Hi, this is Eshaan Walia! Today, I believe we must deliberate on the important matter at hand : the removal/vandalism of racist symbols as a result of the now globalized Black Lives Matter movement.
Protesters in Richmond, Virginia, toppled a statue of Jefferson Davis. Earlier, they dragged one of Christopher Columbus into a pond. A bronze monument of slave trader Edward Colston in Bristol, England, met a watery demise. In Boston, a statue of Columbus was beheaded. The viral removals of monuments symbolizing racial terror are a corrective to a culture that valorizes violence and embeds false narratives about history into its landscapes. But to what end? Is this really the right thing to do?
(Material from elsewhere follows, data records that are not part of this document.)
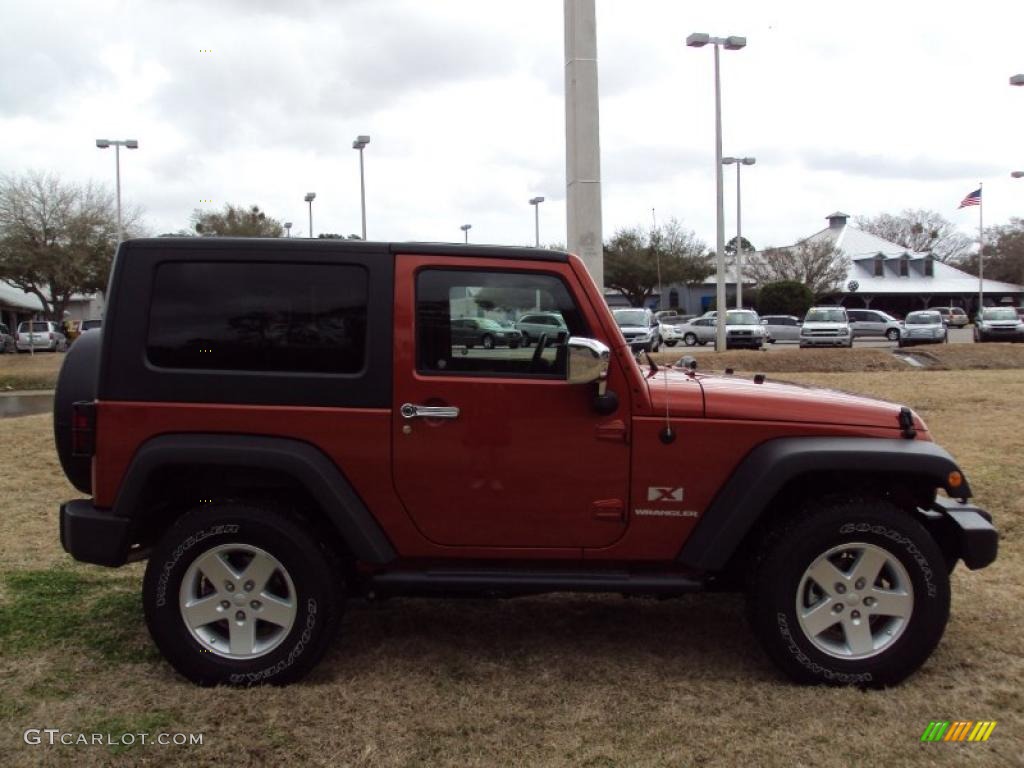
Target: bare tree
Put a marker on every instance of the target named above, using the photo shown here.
(816, 264)
(920, 229)
(57, 239)
(633, 256)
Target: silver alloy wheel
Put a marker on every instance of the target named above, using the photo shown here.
(854, 601)
(238, 601)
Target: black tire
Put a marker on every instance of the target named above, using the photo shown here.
(791, 550)
(317, 594)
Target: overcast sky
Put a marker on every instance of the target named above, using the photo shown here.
(863, 108)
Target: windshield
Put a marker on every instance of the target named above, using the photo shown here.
(1000, 313)
(631, 317)
(825, 315)
(741, 318)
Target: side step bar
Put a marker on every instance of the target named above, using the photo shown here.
(489, 582)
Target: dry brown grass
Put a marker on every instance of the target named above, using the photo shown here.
(37, 371)
(558, 680)
(938, 356)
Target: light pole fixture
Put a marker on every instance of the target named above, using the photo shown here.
(536, 202)
(733, 42)
(360, 143)
(129, 143)
(310, 197)
(739, 229)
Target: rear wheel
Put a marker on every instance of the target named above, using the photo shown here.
(241, 595)
(854, 592)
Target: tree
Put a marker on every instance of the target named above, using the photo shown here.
(237, 222)
(1004, 253)
(784, 297)
(632, 258)
(922, 230)
(819, 265)
(57, 239)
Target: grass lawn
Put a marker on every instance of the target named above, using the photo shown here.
(557, 680)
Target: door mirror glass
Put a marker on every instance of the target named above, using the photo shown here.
(588, 360)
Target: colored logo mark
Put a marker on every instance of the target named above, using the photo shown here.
(958, 730)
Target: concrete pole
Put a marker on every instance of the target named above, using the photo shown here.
(583, 151)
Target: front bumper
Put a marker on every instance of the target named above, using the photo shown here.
(91, 535)
(968, 527)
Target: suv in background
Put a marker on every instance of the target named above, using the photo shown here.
(953, 316)
(825, 327)
(6, 340)
(41, 336)
(281, 426)
(873, 323)
(532, 327)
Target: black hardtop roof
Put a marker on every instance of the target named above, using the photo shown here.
(353, 246)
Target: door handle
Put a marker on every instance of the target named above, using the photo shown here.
(410, 411)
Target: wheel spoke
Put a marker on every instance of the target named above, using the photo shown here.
(258, 571)
(243, 635)
(868, 565)
(888, 603)
(826, 576)
(204, 610)
(858, 635)
(215, 567)
(818, 619)
(275, 610)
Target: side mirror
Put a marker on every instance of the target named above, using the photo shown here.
(588, 360)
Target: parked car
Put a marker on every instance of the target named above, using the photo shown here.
(873, 323)
(825, 327)
(742, 329)
(953, 316)
(40, 336)
(998, 324)
(640, 328)
(781, 327)
(482, 332)
(672, 328)
(925, 327)
(6, 340)
(532, 327)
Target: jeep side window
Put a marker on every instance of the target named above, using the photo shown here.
(491, 348)
(259, 316)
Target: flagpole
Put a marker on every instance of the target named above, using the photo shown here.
(981, 252)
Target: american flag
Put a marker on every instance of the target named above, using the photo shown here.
(974, 199)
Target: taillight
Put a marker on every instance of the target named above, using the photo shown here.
(83, 428)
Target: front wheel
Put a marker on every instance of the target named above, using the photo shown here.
(241, 595)
(854, 592)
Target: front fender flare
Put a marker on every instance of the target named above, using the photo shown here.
(764, 472)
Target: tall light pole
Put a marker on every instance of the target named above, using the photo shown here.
(310, 197)
(698, 40)
(360, 143)
(129, 143)
(536, 202)
(739, 228)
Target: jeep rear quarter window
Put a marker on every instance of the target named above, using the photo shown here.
(258, 316)
(443, 295)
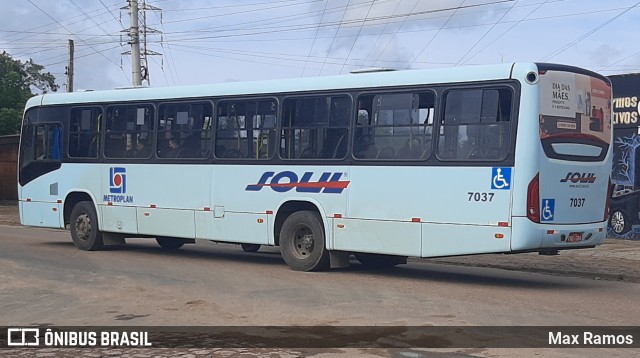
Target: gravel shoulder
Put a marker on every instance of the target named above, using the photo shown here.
(615, 260)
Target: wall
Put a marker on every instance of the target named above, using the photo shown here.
(8, 167)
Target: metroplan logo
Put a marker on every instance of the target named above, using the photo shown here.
(327, 182)
(118, 186)
(118, 180)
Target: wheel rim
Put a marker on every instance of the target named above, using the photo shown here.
(617, 222)
(303, 242)
(83, 227)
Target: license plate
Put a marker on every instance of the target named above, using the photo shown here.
(574, 237)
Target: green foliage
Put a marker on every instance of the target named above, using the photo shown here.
(17, 79)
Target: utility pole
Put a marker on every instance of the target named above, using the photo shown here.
(70, 67)
(139, 51)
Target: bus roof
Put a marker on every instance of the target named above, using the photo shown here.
(352, 81)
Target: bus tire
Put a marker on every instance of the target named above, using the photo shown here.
(250, 247)
(84, 227)
(302, 242)
(379, 260)
(619, 222)
(169, 243)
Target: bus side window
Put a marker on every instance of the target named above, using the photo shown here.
(184, 130)
(475, 125)
(399, 126)
(129, 129)
(45, 143)
(83, 132)
(315, 127)
(245, 129)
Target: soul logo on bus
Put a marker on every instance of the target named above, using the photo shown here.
(282, 182)
(577, 177)
(118, 186)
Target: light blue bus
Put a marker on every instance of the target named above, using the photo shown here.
(505, 158)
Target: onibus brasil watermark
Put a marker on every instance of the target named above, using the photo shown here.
(36, 337)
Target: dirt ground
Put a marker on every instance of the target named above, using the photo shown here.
(615, 260)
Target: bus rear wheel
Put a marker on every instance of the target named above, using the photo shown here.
(302, 242)
(84, 227)
(619, 222)
(169, 243)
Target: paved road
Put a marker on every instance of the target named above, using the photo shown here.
(45, 281)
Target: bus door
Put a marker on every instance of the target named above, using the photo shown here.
(40, 157)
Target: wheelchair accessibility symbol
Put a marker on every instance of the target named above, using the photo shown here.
(501, 178)
(546, 213)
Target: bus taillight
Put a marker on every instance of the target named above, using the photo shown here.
(533, 199)
(608, 203)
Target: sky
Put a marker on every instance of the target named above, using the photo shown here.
(212, 41)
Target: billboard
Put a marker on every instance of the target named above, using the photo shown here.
(625, 202)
I believe it is. The sooner we rid ourselves of toxic symbols, which promote ideas of supremacy and discrimination and are a threat to unity and harmony, the better. Well of course we ought to extensively debate and research on which of these statues or monuments to remove, and not just do things impulsively which may bring about problems such as multiple petitions calling for the removal of statues of Mahatma Gandhi across the UK and Canada.
As protesters and public officials remove statues and memorials to conquerors, oppressors, enslavers and murderers, people like King Leopold II of Belgium, Cecil Rhodes, Robert E. Lee and Christopher Columbus, it is often complained that such acts erase or deny history. Vice President Mike Pence made exactly that argument in 2017 as he explained why he opposed removing statues of Confederate leaders.
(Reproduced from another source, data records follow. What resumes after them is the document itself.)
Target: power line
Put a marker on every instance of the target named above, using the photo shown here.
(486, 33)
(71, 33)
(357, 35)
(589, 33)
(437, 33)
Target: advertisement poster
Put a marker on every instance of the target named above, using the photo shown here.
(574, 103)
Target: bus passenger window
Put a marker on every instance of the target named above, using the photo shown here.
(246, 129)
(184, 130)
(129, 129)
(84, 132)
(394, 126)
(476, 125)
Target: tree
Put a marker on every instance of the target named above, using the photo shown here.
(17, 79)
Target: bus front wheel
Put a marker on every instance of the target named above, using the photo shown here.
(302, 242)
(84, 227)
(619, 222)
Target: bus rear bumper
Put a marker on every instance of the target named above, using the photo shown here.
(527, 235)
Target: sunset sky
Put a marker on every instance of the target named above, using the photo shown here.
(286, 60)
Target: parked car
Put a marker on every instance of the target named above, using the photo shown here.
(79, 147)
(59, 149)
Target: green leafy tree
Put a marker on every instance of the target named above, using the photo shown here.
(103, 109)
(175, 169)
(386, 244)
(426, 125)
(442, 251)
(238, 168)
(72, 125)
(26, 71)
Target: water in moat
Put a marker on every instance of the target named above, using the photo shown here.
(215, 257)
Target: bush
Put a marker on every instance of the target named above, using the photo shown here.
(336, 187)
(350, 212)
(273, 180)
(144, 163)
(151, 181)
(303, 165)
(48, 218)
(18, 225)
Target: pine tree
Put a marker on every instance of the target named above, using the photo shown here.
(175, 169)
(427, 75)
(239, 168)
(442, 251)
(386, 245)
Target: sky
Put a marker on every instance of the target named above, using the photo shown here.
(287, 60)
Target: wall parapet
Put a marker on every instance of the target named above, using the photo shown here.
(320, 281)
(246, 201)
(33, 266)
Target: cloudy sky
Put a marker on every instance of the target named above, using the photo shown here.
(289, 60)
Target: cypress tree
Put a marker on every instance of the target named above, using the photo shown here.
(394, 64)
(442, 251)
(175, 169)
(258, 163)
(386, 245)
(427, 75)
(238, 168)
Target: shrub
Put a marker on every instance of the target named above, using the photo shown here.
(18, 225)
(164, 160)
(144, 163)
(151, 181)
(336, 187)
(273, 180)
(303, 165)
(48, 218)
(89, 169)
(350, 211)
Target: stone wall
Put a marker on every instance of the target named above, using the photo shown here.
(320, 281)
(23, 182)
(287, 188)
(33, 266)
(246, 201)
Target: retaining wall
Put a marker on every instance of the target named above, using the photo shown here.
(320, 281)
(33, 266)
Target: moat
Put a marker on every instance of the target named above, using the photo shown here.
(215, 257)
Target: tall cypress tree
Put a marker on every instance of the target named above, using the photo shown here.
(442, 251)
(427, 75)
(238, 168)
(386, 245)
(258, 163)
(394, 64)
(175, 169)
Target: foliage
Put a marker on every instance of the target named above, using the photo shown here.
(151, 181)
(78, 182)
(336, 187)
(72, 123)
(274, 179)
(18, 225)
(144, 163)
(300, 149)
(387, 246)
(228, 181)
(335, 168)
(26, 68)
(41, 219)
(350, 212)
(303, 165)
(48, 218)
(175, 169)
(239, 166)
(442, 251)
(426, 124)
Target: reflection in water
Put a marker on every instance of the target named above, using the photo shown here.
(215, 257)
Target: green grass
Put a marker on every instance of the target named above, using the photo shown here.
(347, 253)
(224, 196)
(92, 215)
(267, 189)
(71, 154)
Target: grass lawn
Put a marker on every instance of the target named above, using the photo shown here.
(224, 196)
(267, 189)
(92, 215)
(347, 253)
But historians almost universally reject such arguments. This is because they know that knowledge of the past comes from the archive, documents and objects preserved in libraries or museums. They scour through these and then teach what they’ve learned to students and so on. The vigorous public conversation about Colston (whose statue is removed), and the lack of current interest in many other confederate leaders (whose statues stand) suggests a gap between public monuments and historical memory. None of this requires statues. Indeed, the process of removing monuments and renaming streets, squares and even cities themselves has always resulted from remembering the past.